RBIG Walk-Through¶
This notebook is a self-contained guide to the Rotation-Based Iterative
Gaussianization (RBIG) algorithm. It covers the theory, the step-by-step
algorithm, and a hands-on demonstration using the composable rbig API.
Contents
Colab / fresh environment? Run the cell below to install
rbigfrom GitHub. Skip if already installed.

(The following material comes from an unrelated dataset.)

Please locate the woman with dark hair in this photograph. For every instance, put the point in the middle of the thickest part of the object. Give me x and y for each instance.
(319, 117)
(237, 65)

!pip install "rbig[all] @ git+https://github.com/jejjohnson/rbig.git" -q
Why Gaussianization?¶
It is notorious that we say "assume our data is Gaussian". We do this all of the time in practice because Gaussian data has nice properties:
- Closed-form solutions for many statistical quantities
- Linear dependence structure — the covariance matrix captures everything
- Analytical expressions for entropy, KL-divergence, and mutual information
But as sensors get better, data gets bigger, and algorithms get more sophisticated, the Gaussian assumption rarely holds in practice.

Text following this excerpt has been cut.